The primary focus of my research is the development of statistical methodology from the Bayesian perspective, particularly for problems encountered in the field of biology and medicine. My recent projects include genetic association studies with genetic markers like omics data and the development of bioinformatics tools for analysis of large scale data sets.

We have developed new methodology for inference on gene clustering, gene-disease association, and gene-gene (GG) and gene-environment (GE) interaction. For examples, we considered a Bayesian mixture model for genome-wide association studies (GWAS), where we estimated first the proportion of associated markers with a Bayesian model and then selected markers based on Bayes factors (Wei et al. 2010). The free code (Bmix) to be used in R is online for free download. We developed a gene selection and classification procedure based on Bayesian mixture of generalized singular g-priors (Chien and Hsiao, 2013). We also conducted family-based association studies with haplotypes. To deal with the complexity in family data structure, haplotype phase determination, and the large number of parameters, we adopted an evolutionary concept to cluster haplotypes, developed a test based on likelihood ratio test (Lee et al. 2011), and constructed a coding matrix to incorporate various sources of uncertainty (Huang et al. 2011). The corresponding codes LRT-C and BRUCM are freely downloadable as well. For GG and GE interaction, we utilized a Bayesian spatial multi-marker genetic random-effects model and Markov chain Monte Carlo method to detect GG interaction and a Bayesian generalized linear mixed-effects model to detect contextual GE interaction existing between the individual level of genetic risks and the group level of area environmental factors (Wang et al. 2013; Wang et al. 2013). For continuous type data like expression levels, we developed a regularized least squares support vector regression model for gene selection (Chen et al. 2009), and a free software for analysis (RLS). Currently we are working on marker-set clustering and association test, and plan to provide a flexible and efficient computational tool for analysis.

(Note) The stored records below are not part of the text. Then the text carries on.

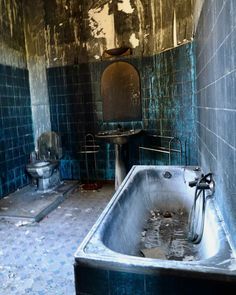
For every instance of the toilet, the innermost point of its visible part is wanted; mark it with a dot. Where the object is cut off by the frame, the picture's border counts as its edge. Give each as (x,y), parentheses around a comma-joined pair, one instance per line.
(44,166)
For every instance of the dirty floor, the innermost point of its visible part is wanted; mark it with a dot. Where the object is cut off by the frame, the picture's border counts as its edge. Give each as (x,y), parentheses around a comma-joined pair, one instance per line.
(38,258)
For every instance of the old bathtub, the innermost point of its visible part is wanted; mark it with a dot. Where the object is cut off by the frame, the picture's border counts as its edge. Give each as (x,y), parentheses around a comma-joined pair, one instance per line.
(108,261)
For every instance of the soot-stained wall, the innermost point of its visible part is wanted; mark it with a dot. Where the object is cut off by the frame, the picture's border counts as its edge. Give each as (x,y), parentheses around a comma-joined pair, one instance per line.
(167,91)
(216,103)
(78,32)
(16,136)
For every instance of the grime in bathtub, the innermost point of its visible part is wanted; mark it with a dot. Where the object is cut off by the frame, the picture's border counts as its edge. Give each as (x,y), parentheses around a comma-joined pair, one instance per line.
(164,236)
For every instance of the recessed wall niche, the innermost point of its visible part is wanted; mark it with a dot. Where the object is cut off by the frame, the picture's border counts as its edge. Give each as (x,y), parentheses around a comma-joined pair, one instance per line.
(120,90)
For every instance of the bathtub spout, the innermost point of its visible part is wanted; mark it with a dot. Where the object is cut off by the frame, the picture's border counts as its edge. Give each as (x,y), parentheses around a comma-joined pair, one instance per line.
(196,219)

My other inter-disciplinary projects include a probabilistic surveillance of ILI syndrome with a spatio-temporal Bayesian hierarchical model, national survey of myopia among school children, association between the quality of endodontic treatment and systemic diseases, biomarker identification for female non-smoking lung cancer patients, risks of air pollutant and temperature on coronary heart diseases, schizophrenia genetic studies, and maximum number of life births per donor in artificial insemination. The collaboration research has been a pleasure experience working with experts from different disciplines.